O Globo
Já há no governo uma
alternativa capaz de pôr fim – ou, ao menos, reduzir de forma significativa –
as fraudes contra a União e os aposentados
A crise do INSS não estancará com a demissão do ex-ministro Carlos Lupi. Esse escândalo é mais real para a população porque a atinge diretamente. É o aposentado e o pensionista que foi roubado em seu parco recebimento mensal. Diferentemente de outros casos como o petrolão, que tirou dinheiro de uma estatal, ou o das joias, que era uma venda de bens da União, este fala diretamente ao bolso. Poderia ter sido evitado. A Polícia Federal estudou durante três anos o assunto e, há mais de um ano, apresentou ao governo a solução que evitaria entre 60% e 70% das fraudes. Implantar um sistema biométrico unificado no país.
Esse roubo, agora
investigado, é mais doloroso porque atinge as famílias, mas os cofres públicos
são há muito tempo saqueados por variadas fraudes no sistema previdenciário. O
que esta investigação mostrou, além da parte criminal, é que há um desarranjo institucional
total, um descontrole absoluto. A Previdência é o maior bloco de despesas do
orçamento, portanto, é onde há mais riscos. Os fraudadores atacam conseguindo
benefícios indevidos e aí sangram os cofres públicos ou o orçamento das
famílias.
Funcionaria assim: a Polícia
Federal tem na sua estrutura um Instituto Nacional de Identificação. A ideia é
implantar isso nacionalmente. Se uma pessoa quisesse fraudar a Previdência
tirando vários benefícios em estados diferentes — como acontece — ela seria
barrada pelo sistema unificado. Para haver desconto no benefício em favor de
algum sindicato ou associação, a pessoa teria que autorizar via reconhecimento
facial. Não seria complicado, pode ser feito de casa mesmo, pelo celular, se
houvesse um sistema nacional de identificação biométrica. Cofres públicos e o
bolso do cidadão estariam mais protegidos.
Há resistência dentro do
governo. O Dataprev, por exemplo, não aceita que os dados para efeito do INSS
sejam os da Polícia Federal. A PF é o único que tem capacidade técnica de fazer
isso nacionalmente até por ter servidores especializados para a correção de
erros, os papiloscopistas. O Ministério da Gestão acha que é muito caro e alega
que uma base criminal não pode servir para um procedimento civil. Na Polícia
Federal esses argumentos são qualificados como “falácia”. Sobre a despesa, a
resposta é que teria custado R$ 500 milhões implantar um sistema que poderia
ter evitado, só nesse caso, um prejuízo de R$ 6 bilhões para a população.

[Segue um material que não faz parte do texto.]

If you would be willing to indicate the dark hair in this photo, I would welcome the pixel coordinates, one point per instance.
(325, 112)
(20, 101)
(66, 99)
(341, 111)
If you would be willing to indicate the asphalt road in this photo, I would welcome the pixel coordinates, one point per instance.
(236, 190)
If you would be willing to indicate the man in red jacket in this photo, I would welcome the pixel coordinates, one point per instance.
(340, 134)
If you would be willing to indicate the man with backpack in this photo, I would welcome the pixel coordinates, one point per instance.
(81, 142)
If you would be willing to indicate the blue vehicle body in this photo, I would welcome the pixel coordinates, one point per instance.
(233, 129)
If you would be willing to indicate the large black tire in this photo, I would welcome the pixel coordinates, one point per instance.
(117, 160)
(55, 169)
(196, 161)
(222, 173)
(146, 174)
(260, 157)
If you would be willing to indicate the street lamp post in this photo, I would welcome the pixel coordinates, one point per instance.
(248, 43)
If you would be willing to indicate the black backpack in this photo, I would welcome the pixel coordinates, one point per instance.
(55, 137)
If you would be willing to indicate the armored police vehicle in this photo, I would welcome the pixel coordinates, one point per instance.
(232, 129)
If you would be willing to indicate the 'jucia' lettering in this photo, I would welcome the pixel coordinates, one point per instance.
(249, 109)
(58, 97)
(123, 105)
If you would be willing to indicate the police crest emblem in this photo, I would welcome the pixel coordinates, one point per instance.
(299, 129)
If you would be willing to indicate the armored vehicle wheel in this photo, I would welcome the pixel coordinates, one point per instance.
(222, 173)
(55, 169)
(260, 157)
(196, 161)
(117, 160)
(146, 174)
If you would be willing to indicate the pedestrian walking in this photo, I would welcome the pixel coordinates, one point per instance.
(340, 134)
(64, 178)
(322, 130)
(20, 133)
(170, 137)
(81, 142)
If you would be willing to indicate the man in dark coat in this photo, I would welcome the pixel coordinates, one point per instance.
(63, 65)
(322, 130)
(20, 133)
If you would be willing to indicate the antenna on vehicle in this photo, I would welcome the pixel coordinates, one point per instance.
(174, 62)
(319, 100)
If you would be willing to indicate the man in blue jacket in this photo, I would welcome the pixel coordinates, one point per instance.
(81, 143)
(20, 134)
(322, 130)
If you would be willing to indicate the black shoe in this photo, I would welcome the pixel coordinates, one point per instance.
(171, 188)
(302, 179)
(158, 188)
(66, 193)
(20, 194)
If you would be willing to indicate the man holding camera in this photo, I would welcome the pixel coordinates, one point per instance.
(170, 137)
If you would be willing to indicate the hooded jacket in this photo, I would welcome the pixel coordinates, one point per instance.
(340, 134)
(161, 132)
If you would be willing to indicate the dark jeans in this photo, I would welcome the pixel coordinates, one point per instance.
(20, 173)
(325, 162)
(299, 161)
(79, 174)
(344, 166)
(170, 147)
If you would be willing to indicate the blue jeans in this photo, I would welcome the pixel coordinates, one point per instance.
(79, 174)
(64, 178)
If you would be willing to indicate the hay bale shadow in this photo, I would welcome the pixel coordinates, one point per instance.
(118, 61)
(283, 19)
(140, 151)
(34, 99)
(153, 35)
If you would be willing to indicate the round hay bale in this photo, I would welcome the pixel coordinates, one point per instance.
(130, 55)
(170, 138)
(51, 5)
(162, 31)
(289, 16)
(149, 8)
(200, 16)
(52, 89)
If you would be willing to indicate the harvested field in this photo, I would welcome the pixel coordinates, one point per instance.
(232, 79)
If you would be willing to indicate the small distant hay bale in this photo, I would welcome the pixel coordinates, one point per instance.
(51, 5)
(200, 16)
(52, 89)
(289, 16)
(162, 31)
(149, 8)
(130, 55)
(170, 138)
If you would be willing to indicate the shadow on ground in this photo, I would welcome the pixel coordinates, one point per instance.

As investigações começaram a
ser feitas em 2023, quando apareceram as primeiras denúncias na imprensa. Hoje,
tem um inquérito em Brasília e outros 10, em seis estados diferentes. Foi
deflagrada uma operação conjunta e coordenada, em que a PF de cada estado
realizou apreensões para confirmar suas linhas de investigação. Não há ainda um
prazo para terminar de processar os dados trazidos por mais de 200 mandados de
busca e apreensão. A extração do conteúdo dos celulares apreendidos já foi
feita e tudo está sendo analisado. Essas informações fazem parte de um grande
banco de dados e que, por decisão judicial, pode ser compartilhado nos vários
inquéritos. O sistema de perícia é um só no Brasil inteiro.
O que a CGU havia
identificado antes é que desde 2019 houve um início mais volumoso desses
descontos indevidos e, em 2021 e 2022, houve mais assinatura dos acordos dos
sindicatos com a Previdência. O ex-ministro Carlos Lupi tinha mesmo que sair
porque foi omisso ao ser alertado. Tivesse agido no início do mandato, quando
foi avisado, em janeiro de 2023, pela advogada Tonia Galletti, no Conselho
Nacional de Previdência Social, a história seria outra. Ou mesmo em junho de
2023, quando a advogada pediu a inclusão do assunto na pauta do conselho. As
oportunidades de interceder foram sendo perdidas e o ataque ao bolso dos
aposentados e pensionistas continuou.
É necessário esclarecer a dimensão do esquema de desvios, encontrar todos os responsáveis, desenvolver a engenharia fiscal para a devolução aos aposentados do dinheiro que foi retirado das suas contas e implantar um sistema que evite as fraudes no futuro. As pessoas precisam ser protegidas, os cofres públicos precisam ser defendidos, o governo tem que ter gestão mais eficiente. A crise está instalada, mas é possível implantar soluções de longo prazo, e indispensável ressarcir as vítimas dos erros que, mesmo tendo nascido em outros governos, devem ser corrigidos por quem está agora dirigindo o país.